Regression discontinuity with sci-kit learn models
from sklearn.gaussian_process import GaussianProcessRegressor
from sklearn.gaussian_process.kernels import ExpSineSquared, WhiteKernel
from sklearn.linear_model import LinearRegression
import causalpy as cp
WARNING (pytensor.tensor.blas): Using NumPy C-API based implementation for BLAS functions.
%config InlineBackend.figure_format = 'retina'
Load data
data = cp.load_data("rd")
data.head()
x | y | treated | |
---|---|---|---|
0 | -0.932739 | -0.091919 | False |
1 | -0.930778 | -0.382663 | False |
2 | -0.929110 | -0.181786 | False |
3 | -0.907419 | -0.288245 | False |
4 | -0.882469 | -0.420811 | False |
Linear, main-effects model
result = cp.skl_experiments.RegressionDiscontinuity(
data,
formula="y ~ 1 + x + treated",
model=LinearRegression(),
treatment_threshold=0.5,
)
fig, ax = result.plot();
Linear, main-effects, and interaction model
result = cp.skl_experiments.RegressionDiscontinuity(
data,
formula="y ~ 1 + x + treated + x:treated",
model=LinearRegression(),
treatment_threshold=0.5,
)
result.plot();
Though we can see that this does not give a good fit of the data almost certainly overestimates the discontinuity at threshold.
Using a bandwidth
One way how we could deal with this is to use the bandwidth
kwarg.
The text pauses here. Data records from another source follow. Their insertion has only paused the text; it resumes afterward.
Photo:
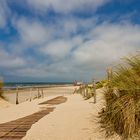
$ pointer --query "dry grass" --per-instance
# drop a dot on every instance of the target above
(1, 88)
(122, 112)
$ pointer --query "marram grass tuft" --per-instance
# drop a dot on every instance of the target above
(122, 112)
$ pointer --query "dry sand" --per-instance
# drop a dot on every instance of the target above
(76, 119)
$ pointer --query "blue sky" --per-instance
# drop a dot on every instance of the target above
(65, 40)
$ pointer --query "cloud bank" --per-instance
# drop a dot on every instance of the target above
(68, 47)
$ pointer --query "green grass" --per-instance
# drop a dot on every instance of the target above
(122, 112)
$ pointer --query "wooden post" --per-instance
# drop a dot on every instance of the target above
(17, 102)
(42, 93)
(109, 76)
(38, 93)
(30, 94)
(94, 91)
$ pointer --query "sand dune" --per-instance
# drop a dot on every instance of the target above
(76, 119)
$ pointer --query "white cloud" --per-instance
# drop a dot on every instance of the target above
(9, 61)
(4, 12)
(66, 6)
(32, 33)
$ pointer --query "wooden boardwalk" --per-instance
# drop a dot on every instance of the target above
(17, 129)
(55, 101)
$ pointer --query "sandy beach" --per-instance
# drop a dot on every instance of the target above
(76, 119)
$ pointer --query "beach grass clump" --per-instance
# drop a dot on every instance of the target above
(101, 84)
(122, 112)
(86, 91)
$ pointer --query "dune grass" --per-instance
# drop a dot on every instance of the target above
(1, 88)
(122, 112)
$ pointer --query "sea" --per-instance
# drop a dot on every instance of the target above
(14, 85)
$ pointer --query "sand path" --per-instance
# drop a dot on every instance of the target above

This will only fit the model to data within a certain bandwidth of the threshold. If \(x\) is the running variable, then the model will only be fitted to data where \(threshold - bandwidth \le x \le threshold + bandwidth\).
result = cp.skl_experiments.RegressionDiscontinuity(
data,
formula="y ~ 1 + x + treated + x:treated",
model=LinearRegression(),
treatment_threshold=0.5,
bandwidth=0.3,
)
result.plot();
We could even go crazy and just fit intercepts for the data close to the threshold. But clearly this will involve more estimation error as we are using less data.
result = cp.skl_experiments.RegressionDiscontinuity(
data,
formula="y ~ 1 + treated",
model=LinearRegression(),
treatment_threshold=0.5,
bandwidth=0.3,
)
result.plot();
Using Gaussian Processes
kernel = 1.0 * ExpSineSquared(1.0, 5.0) + WhiteKernel(1e-1)
result = cp.skl_experiments.RegressionDiscontinuity(
data,
formula="y ~ 1 + x + treated",
model=GaussianProcessRegressor(kernel=kernel),
treatment_threshold=0.5,
)
fig, ax = result.plot();
Using basis splines
result = cp.skl_experiments.RegressionDiscontinuity(
data,
formula="y ~ 1 + bs(x, df=6) + treated",
model=LinearRegression(),
treatment_threshold=0.5,
)
fig, ax = result.plot()